Vivobarefoot sind im Barfußsektor längst bekannt. Auf Trails hingegen, sieht man ihre Schuhe selten. Dabei sollte gerade der Nachhaltigkeitsgedanke uns Outdoor-Enthusiasten ansprechen: Das Unternehmen ist nicht nur B-Corp-zertifiziert, sondern sieht den für die Trails konzipierten Primus Trail FG 3.5 als wichtigen Schritt zu einer echten Kreislaufwirtschaft. Performen muss der Schuh aber trotzdem. Wir haben uns beides genauer angesehen – Nachhaltigkeit und Trail-Festigkeit.
Erster Eindruck
Die beiden flachen, weißen Schuhe liegen in einem schlichten Karton. Die Farbe ist ungewöhnlich für einen Trailschuh, aber schön sieht es schon aus. Die Sohle hat eine Stärke von gerade mal 3mm – also rund 90% weniger als mancher maximal gepolsterte Schuh. Die Profiltiefe sieht amtlich aus – sind aber auch nur 2,5mm. Wobei das immerhin fast nochmal so viel ist, wie die eigentliche Sohle.
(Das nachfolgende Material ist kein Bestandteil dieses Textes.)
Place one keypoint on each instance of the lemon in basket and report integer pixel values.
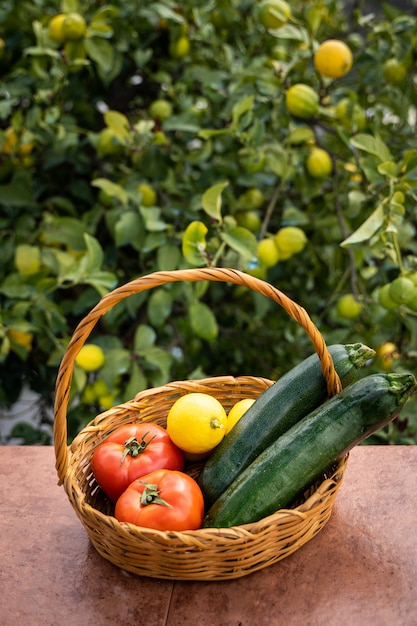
(197, 423)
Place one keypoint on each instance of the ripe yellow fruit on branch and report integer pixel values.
(333, 58)
(90, 358)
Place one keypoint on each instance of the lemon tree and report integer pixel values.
(90, 358)
(333, 58)
(276, 138)
(197, 423)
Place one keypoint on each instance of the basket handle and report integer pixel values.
(84, 328)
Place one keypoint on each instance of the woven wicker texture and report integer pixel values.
(204, 554)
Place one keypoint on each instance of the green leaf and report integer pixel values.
(389, 169)
(203, 321)
(103, 282)
(118, 123)
(212, 200)
(145, 336)
(151, 217)
(128, 229)
(159, 358)
(168, 257)
(241, 240)
(18, 192)
(194, 243)
(367, 229)
(137, 382)
(159, 306)
(95, 254)
(242, 107)
(372, 145)
(100, 51)
(111, 189)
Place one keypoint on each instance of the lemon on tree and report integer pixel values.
(319, 163)
(237, 411)
(180, 47)
(273, 14)
(267, 252)
(148, 193)
(333, 58)
(90, 358)
(402, 290)
(348, 306)
(385, 299)
(27, 259)
(302, 101)
(197, 422)
(394, 71)
(290, 240)
(160, 109)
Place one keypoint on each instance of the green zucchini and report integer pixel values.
(295, 394)
(298, 458)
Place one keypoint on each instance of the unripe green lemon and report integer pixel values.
(74, 26)
(249, 220)
(251, 199)
(333, 58)
(348, 307)
(385, 299)
(319, 163)
(402, 290)
(302, 101)
(108, 143)
(27, 259)
(180, 47)
(160, 109)
(290, 240)
(90, 358)
(350, 114)
(274, 13)
(267, 252)
(149, 195)
(394, 72)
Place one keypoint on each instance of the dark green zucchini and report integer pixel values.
(295, 394)
(298, 458)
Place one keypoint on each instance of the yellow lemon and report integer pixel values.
(90, 358)
(197, 422)
(333, 58)
(237, 411)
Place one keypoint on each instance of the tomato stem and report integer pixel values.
(135, 447)
(150, 495)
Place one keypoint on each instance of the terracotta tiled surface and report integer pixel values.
(360, 570)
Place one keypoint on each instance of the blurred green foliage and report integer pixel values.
(160, 138)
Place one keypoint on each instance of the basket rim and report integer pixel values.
(149, 281)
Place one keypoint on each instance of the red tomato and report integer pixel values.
(162, 500)
(131, 452)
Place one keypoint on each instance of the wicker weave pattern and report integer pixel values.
(204, 554)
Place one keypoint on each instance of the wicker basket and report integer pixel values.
(204, 554)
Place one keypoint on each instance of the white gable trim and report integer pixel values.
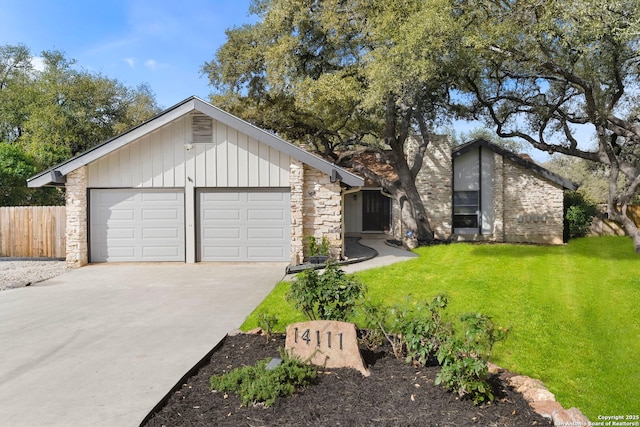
(56, 174)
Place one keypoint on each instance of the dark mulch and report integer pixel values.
(395, 394)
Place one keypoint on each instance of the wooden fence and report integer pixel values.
(33, 231)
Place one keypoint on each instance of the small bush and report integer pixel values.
(268, 323)
(422, 332)
(331, 295)
(254, 384)
(579, 213)
(464, 359)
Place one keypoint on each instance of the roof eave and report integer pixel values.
(52, 176)
(545, 173)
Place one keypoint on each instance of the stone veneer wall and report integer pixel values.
(316, 210)
(435, 183)
(498, 198)
(533, 207)
(76, 205)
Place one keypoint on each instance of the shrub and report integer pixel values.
(268, 323)
(464, 359)
(579, 213)
(255, 383)
(421, 333)
(331, 295)
(318, 248)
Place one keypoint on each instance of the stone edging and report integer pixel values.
(541, 400)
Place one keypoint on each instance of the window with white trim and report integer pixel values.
(465, 209)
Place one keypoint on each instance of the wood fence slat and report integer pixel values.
(33, 231)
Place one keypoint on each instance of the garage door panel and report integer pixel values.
(265, 233)
(267, 253)
(222, 234)
(159, 214)
(244, 225)
(266, 215)
(222, 214)
(160, 233)
(137, 225)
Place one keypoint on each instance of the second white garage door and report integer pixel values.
(244, 225)
(136, 225)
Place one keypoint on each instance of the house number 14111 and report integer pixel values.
(308, 337)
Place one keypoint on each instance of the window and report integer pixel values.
(465, 209)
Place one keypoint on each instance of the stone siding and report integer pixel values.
(316, 210)
(498, 197)
(76, 204)
(533, 207)
(435, 183)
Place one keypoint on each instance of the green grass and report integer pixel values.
(574, 311)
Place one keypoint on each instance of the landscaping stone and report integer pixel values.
(326, 343)
(541, 400)
(570, 417)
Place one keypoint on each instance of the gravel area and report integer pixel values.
(17, 272)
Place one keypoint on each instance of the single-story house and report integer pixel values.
(197, 184)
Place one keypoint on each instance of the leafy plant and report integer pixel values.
(255, 383)
(267, 322)
(579, 213)
(464, 359)
(421, 332)
(331, 295)
(315, 248)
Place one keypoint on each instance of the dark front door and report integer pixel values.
(376, 211)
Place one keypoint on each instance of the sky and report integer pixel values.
(159, 42)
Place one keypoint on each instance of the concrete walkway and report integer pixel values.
(102, 345)
(387, 255)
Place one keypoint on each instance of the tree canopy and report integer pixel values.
(51, 113)
(544, 71)
(343, 77)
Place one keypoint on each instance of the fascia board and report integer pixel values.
(279, 144)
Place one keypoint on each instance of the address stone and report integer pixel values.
(326, 343)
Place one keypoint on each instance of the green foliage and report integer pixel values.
(579, 213)
(331, 295)
(464, 359)
(419, 332)
(15, 167)
(59, 111)
(583, 294)
(268, 323)
(255, 384)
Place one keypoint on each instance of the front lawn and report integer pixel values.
(574, 311)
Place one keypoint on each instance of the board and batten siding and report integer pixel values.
(168, 157)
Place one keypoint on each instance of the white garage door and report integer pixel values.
(136, 225)
(244, 225)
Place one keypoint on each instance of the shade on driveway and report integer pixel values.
(103, 344)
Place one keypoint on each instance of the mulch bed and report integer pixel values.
(396, 394)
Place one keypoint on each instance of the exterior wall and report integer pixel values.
(316, 210)
(533, 207)
(296, 178)
(76, 227)
(434, 183)
(169, 157)
(498, 197)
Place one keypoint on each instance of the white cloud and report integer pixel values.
(37, 63)
(151, 64)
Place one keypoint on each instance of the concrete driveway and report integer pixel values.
(102, 345)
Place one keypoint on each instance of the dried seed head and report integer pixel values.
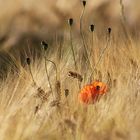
(91, 27)
(109, 30)
(66, 92)
(28, 61)
(70, 21)
(44, 45)
(84, 3)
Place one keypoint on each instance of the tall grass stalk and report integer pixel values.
(102, 53)
(82, 35)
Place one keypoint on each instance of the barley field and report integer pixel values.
(40, 86)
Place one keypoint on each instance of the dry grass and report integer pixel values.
(25, 116)
(39, 99)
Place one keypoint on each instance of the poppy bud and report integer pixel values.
(109, 30)
(28, 61)
(84, 3)
(91, 27)
(70, 21)
(45, 45)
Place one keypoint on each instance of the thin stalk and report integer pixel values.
(48, 78)
(54, 66)
(83, 37)
(74, 58)
(100, 57)
(32, 75)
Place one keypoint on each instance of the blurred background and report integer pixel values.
(38, 20)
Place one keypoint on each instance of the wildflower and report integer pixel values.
(91, 93)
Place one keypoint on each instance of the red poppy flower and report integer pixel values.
(90, 93)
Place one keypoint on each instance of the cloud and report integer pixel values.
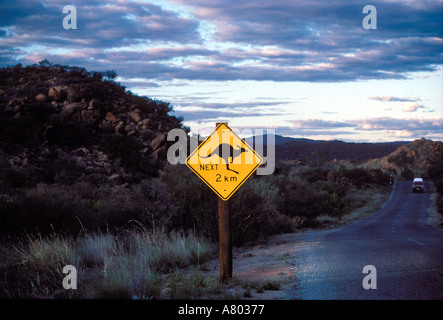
(320, 124)
(411, 106)
(391, 98)
(431, 126)
(312, 41)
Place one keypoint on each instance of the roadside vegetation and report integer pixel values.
(152, 240)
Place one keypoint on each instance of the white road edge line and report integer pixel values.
(415, 241)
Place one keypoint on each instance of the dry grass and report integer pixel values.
(125, 266)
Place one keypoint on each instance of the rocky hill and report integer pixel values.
(61, 124)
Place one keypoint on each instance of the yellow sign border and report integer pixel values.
(246, 177)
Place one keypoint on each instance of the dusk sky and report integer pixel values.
(303, 68)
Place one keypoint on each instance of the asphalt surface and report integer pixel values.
(406, 252)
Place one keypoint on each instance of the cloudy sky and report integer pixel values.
(303, 68)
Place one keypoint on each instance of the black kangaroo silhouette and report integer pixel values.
(226, 151)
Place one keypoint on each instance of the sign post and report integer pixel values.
(224, 162)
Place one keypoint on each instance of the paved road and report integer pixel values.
(406, 252)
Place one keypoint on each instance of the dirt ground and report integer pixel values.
(266, 261)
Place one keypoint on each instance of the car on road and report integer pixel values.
(417, 185)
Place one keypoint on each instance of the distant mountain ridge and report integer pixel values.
(287, 148)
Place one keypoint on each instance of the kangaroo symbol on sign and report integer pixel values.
(225, 151)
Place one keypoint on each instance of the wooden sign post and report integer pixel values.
(224, 162)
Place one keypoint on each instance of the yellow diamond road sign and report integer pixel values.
(224, 161)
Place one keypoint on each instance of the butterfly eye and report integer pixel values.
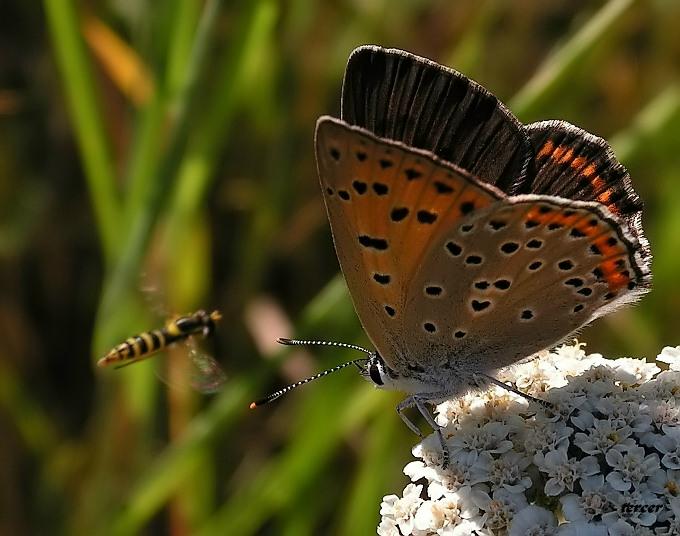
(374, 373)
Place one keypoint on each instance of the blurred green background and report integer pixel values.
(170, 144)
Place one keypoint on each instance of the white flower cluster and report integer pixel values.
(603, 460)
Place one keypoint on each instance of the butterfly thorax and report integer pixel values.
(418, 379)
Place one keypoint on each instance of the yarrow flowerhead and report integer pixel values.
(603, 458)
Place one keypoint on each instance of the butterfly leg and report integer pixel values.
(419, 403)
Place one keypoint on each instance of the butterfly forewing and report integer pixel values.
(402, 97)
(386, 202)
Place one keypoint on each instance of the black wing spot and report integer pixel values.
(509, 247)
(433, 290)
(454, 249)
(478, 306)
(466, 207)
(565, 265)
(383, 279)
(399, 214)
(429, 327)
(426, 217)
(373, 243)
(359, 187)
(442, 188)
(412, 174)
(380, 188)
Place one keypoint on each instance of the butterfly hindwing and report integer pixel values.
(530, 271)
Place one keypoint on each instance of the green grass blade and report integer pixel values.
(73, 62)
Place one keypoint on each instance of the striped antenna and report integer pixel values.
(296, 342)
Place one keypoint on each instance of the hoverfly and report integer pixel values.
(209, 376)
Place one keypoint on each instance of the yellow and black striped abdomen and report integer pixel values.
(148, 343)
(137, 348)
Wie es sich für einen Barfußschuh gehört, fühlt sich der Fuß direkt wohl im Schuh. Die Zehen haben Luft, die Schnürung schafft guten Halt am Mittelfuß, und mit 330 Gramm hat man mittelmäßig viel Gewicht am Fuß. Kenner werden im Primus Trail FG 3.5 auch gleich die Vorlage sehen – den etablierten Primus III.
Laufeigenschaften
An Barfußschuhen teilen sich die Geister. Natürliche Haltung und Abrollen, gesünderes Fußklima – da ist eine Menge dran. Aber wer von einem dick gepolsterten Carbonschuh – um hier mal das Extrem heranzuziehen – auf einen Barfußschuh umsteigt, wird sich nicht nur mächtig umsehen, sondern auch einen unerwarteten Muskelkater einfahren und schlimmstenfalls sogar Muskelprobleme bekommen. Wir sind es schlicht nicht mehr gewohnt, jedes einzelne Aufsetzen des Fußes komplett selber abfedern zu müssen. Und jeden Vortrieb selber zu erarbeiten, anstatt reaktiven Schaum und dergleichen zu nutzen, ist ebenfalls massiv anstrengend.
Auf einer ersten Runde im Park mit nur 11km ist der harte Untergrund sehr spürbar, jeder Schritt auf Asphalt scheint zur Qual zu werden – bis sich der Körper nach den ersten 1-2 Kilometern an den Schuh gewöhnt. Anstrengender als normal ist es, aber es fühlt sich gut an. Auf weiteren Läufen zeigt die Sohle, dass sie auch spannende Trails gut meistert. Es fehlt einiges an Protektion – und auch spitzere Steine unter der Sohle sind kein Spaß – aber z. B. ein flowiger Waldboden wird zum reinen Genuss. Lediglich vom frischen Weiß des neuen Schuhs sollte man sich schnell verabschieden. Das war schon nach der ersten Parkrunde versaut.
Nachhaltigkeit
„Unseren nächsten kleinen Schritt zur Kreislaufwirtschaft” nennen Vivobarefoot den Primus Trail FG 3.5. Denn genau das ist das Ziel: die komplette Kreislaufwirtschaft. Das heißt, dass im Gegensatz zu eher schwachen Nachhaltigkeitsbemühungen manch anderer Marken bei Vivobarefoot tatsächlich Sinn, Verstand und Vision am Start sind.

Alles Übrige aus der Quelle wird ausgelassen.